Sijena exige ahora el regreso de las pinturas murales de la Sala Capitular

Pinturas sijena Museo Nacional Cataluña

Este lunes regresaban 43 piezas de las obras que un día partieron de Sijena con destino a Cataluña, pero está pendiente la llegada al cenobio monegrino de la gran pieza: Los frescos que en su día fueron arrancados de la sala capitular. Se trata de una pieza sin igual. Data del siglo XII, sin embargo, la perfección, profundidad y expresividad de sus figuras llevaron a fecharlas en el período gótico, cuando pertenecen al románico. La magistrada que juzgó el caso también dictó la orden de cumplir la sentencia de manera provisional, aunque todavía no ha señalado una fecha límite para el regreso.

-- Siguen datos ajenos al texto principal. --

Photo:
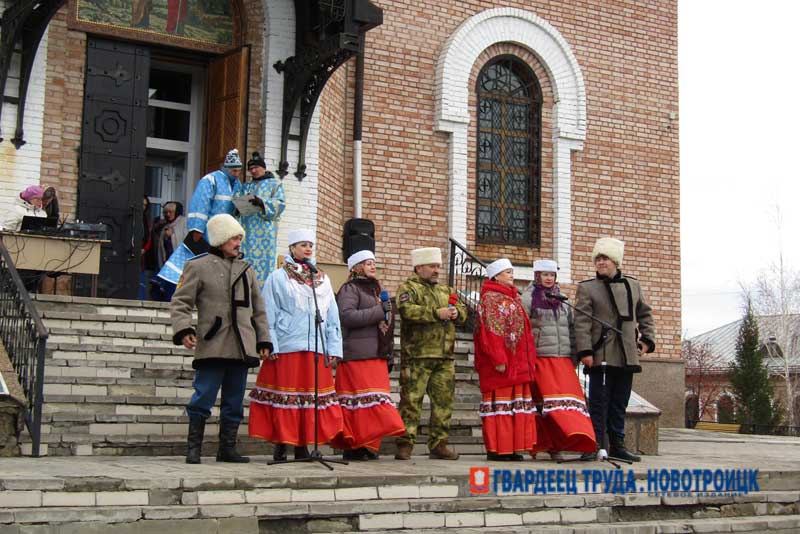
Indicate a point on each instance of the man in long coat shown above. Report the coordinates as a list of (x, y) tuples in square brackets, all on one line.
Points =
[(231, 331), (616, 299)]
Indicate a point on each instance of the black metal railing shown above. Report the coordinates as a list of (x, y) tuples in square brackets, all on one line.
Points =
[(466, 276), (24, 336)]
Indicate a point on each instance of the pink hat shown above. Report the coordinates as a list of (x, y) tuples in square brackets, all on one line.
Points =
[(32, 191)]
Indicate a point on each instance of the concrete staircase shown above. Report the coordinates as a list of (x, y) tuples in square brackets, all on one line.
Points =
[(116, 385), (159, 495)]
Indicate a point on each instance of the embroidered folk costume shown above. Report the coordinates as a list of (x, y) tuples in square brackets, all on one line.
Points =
[(282, 402), (362, 379), (563, 422), (505, 359), (260, 247)]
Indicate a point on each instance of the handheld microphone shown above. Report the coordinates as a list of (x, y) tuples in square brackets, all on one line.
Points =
[(452, 301), (387, 306)]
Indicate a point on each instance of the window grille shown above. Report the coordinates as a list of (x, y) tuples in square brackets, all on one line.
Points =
[(509, 154)]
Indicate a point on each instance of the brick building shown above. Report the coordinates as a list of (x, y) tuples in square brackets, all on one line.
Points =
[(520, 129)]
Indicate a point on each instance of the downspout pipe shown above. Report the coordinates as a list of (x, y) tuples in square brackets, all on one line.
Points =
[(357, 121)]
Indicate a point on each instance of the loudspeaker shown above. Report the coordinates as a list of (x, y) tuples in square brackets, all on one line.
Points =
[(359, 234)]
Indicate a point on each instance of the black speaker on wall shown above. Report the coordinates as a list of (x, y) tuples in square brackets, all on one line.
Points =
[(359, 234)]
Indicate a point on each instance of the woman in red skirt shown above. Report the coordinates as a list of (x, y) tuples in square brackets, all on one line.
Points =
[(362, 379), (505, 358), (282, 403), (564, 423)]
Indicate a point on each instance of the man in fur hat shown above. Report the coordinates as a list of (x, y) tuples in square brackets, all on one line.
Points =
[(231, 330), (427, 340), (213, 195), (616, 299)]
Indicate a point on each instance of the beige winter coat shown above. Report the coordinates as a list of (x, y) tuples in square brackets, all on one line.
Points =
[(231, 319), (620, 302)]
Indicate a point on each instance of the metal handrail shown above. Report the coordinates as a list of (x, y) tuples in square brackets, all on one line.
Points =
[(24, 336), (466, 275)]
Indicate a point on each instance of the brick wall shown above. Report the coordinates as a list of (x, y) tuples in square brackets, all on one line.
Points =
[(63, 106), (20, 167), (335, 168), (624, 181)]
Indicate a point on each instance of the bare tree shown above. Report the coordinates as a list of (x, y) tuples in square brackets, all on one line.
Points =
[(704, 370), (777, 294)]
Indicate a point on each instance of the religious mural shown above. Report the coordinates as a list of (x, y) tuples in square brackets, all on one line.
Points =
[(169, 21)]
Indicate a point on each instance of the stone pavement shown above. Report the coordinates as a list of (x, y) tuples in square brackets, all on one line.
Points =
[(123, 495), (680, 448)]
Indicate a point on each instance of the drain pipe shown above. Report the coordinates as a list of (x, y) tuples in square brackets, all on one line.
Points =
[(357, 120)]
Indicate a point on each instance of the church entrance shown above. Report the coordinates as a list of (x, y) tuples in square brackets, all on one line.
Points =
[(154, 122)]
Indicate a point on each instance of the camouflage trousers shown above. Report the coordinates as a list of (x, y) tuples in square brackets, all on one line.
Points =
[(433, 376)]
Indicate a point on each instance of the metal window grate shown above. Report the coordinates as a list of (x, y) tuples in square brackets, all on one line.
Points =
[(509, 153)]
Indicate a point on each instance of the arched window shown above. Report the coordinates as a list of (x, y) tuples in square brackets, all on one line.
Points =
[(725, 410), (691, 410), (509, 153)]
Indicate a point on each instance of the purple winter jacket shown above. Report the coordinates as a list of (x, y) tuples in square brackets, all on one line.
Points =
[(360, 311)]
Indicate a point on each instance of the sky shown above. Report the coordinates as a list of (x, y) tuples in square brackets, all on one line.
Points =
[(739, 84)]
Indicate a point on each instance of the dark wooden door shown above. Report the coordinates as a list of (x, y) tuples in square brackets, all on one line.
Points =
[(226, 115), (113, 146)]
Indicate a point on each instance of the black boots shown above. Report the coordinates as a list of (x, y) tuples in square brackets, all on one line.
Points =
[(227, 444), (197, 426), (301, 452), (617, 448), (279, 454), (513, 457)]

Este conjunto cierra el recorrido del Museo Nacional de Arte Románico de Cataluña, y no es para menos. En el mundo solo hay ocho salas capitulares similares, pero ninguna tenía la calidad de la de Sijena, explica el historiador Juan José Nieto.

En efecto, las pinturas se adelantan dos siglos a su tiempo, de ahí la trascendencia de las mismas, recalca la historiadora Marisancho Menjón, autora del libro 'Salvamento y expolio. Las pinturas murales del Monasterio de Sijena en el siglo XX'.

Las pinturas fueron arrancadas y trasladadas a Barcelona después de que el monasterio fuera declarado Monumento Histórico Artístico y que, por tanto, no pudiera sacarse pieza alguna del mismo. Por tanto, desde el punto de vista legal, las pinturas están en depósito en el MNAC, depósito que las legítimas propietarias de la obra y una orden ministerial en tiempos de la dictadura dan por finalizada con la obligación del retorno de los frescos a Sijena.

Sin embargo, argumenta Nieto, si Cataluña e ha resistido a devolver las casi 100 obras que ya descansan en Sijena, más se resistirá al regreso de las pinturas de la sala capitular.